Conséquemment, ce que nous autres Casamançais pourrions attendre du régime actuel, c’est de lui exiger de permettre entre autres à Ami Angélique Manga d’être candidate à la Mairie de Ziguinchor, la Capitale de la Casamance. Nous voulons bien avoir une mairesse en ce siècle pour les FEMMES !

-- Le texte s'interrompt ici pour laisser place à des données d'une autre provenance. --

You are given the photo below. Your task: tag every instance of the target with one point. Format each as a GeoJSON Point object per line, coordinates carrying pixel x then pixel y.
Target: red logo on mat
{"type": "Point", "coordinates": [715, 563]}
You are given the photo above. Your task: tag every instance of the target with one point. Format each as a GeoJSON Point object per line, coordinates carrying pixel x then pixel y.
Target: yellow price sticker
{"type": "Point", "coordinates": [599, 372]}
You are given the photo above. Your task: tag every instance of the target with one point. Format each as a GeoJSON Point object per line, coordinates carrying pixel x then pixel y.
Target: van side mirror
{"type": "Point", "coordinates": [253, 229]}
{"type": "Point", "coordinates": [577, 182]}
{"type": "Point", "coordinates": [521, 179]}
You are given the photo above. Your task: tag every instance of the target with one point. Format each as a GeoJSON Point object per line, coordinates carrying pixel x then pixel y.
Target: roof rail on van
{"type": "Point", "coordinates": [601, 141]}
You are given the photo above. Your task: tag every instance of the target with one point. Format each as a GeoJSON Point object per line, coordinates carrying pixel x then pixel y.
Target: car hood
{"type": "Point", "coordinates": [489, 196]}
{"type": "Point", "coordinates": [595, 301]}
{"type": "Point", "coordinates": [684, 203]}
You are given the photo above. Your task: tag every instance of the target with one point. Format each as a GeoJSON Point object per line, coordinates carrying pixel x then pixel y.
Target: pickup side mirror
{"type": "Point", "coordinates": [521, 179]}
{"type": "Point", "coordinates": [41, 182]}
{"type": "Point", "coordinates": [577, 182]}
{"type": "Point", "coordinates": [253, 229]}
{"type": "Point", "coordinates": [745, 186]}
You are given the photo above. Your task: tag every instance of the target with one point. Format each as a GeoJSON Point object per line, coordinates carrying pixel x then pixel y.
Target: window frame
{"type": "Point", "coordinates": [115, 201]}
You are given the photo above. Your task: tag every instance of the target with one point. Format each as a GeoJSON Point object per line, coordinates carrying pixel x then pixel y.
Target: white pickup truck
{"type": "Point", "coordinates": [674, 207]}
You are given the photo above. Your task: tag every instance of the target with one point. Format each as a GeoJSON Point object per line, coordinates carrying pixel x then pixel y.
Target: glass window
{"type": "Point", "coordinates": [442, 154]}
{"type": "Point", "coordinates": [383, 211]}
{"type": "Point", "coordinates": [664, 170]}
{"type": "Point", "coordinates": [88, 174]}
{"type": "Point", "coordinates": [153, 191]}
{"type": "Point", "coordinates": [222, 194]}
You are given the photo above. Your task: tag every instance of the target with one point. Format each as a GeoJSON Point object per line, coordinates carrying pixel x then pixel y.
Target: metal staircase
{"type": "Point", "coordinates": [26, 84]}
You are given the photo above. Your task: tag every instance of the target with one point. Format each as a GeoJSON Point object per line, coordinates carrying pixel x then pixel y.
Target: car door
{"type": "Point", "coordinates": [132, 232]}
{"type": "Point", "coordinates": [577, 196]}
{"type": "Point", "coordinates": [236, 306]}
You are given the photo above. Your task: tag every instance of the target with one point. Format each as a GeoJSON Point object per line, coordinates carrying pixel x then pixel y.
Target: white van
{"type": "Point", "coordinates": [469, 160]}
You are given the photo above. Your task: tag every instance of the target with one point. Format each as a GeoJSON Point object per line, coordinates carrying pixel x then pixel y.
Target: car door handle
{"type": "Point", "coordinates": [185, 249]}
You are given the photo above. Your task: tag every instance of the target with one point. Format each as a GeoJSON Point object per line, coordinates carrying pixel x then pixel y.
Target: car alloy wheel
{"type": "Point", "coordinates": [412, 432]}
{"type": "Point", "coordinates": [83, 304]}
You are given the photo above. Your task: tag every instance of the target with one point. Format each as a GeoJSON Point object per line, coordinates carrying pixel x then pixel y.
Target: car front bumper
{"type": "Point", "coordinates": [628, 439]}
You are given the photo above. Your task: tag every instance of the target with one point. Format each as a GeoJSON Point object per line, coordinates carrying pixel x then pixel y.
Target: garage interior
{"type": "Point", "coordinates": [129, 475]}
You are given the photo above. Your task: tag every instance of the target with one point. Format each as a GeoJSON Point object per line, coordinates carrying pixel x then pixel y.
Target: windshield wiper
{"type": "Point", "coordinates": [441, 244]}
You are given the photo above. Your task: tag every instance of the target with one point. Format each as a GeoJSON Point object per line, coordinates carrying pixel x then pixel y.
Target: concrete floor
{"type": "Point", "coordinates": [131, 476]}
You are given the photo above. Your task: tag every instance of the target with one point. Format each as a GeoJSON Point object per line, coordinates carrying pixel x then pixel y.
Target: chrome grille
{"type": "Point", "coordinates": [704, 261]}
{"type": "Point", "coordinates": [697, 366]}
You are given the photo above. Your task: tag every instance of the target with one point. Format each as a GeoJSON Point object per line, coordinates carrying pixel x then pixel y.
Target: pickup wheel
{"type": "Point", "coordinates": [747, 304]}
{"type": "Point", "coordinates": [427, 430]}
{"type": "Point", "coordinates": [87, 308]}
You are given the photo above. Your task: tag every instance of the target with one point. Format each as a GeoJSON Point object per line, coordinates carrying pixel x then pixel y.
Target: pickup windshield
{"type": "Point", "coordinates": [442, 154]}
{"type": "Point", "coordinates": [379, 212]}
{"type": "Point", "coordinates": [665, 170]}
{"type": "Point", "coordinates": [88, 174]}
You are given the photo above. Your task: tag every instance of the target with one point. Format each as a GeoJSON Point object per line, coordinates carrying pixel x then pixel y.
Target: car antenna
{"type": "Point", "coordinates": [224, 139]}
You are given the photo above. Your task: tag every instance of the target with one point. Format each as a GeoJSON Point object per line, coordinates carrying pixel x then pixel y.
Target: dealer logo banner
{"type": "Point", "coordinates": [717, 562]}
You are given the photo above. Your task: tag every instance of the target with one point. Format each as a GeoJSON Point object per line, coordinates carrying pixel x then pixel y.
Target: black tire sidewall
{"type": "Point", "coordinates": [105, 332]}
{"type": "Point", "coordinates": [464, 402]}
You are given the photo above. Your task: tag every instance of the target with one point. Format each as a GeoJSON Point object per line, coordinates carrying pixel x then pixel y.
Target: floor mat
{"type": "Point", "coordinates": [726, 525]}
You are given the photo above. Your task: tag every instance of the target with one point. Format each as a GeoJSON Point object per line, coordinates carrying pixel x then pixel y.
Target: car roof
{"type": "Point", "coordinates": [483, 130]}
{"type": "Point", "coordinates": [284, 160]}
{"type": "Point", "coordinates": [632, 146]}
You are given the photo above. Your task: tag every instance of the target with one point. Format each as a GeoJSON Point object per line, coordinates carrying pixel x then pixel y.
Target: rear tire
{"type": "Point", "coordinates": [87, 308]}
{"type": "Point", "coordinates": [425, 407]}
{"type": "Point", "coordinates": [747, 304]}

Et quant au statut spécial de la Casamance, il va s’en dire que:
primo, il faut s’adresser au MFDC et voir ce qu’il en pense réellement au-lieu de résumer sa lutte pour l’indépendance en une simple quête de particularisme;
secundo, les Casamançais quant à eux n’ont aucun problème avec Touba dont l’histoire coïncide avec celle de la Casamance sous la résistance d’Aline Sitoé Diatta bien après les résistances menées par d’autres femmes comme Alan-Diso Bassène; et ils attendent de l’Etat du Sénégal une meilleure maîtrise de leurs cultures qui ne sauraient être rabaissées à un simple critère moderniste sur le genre alors que l’équité homme/femme y est déjà une réalité intrinsèque;
tertio, enfin s’il revenait plutôt aux Casamançais de revendiquer quoi que se soit, c’est d’être libre de s’opposer à un système injuste comme le fait si bien Touba et bien d’autres lieux saints confrériques quand leurs intérêts sont menacés. Il ne faudrait pas de demi-mesure dans l’application des droits humains, les Casamançais se savent surveiller, menacer, obliger de vivre dans la peur et incapables de s’exprimer librement sur leurs situations sans être contraints de se cacher…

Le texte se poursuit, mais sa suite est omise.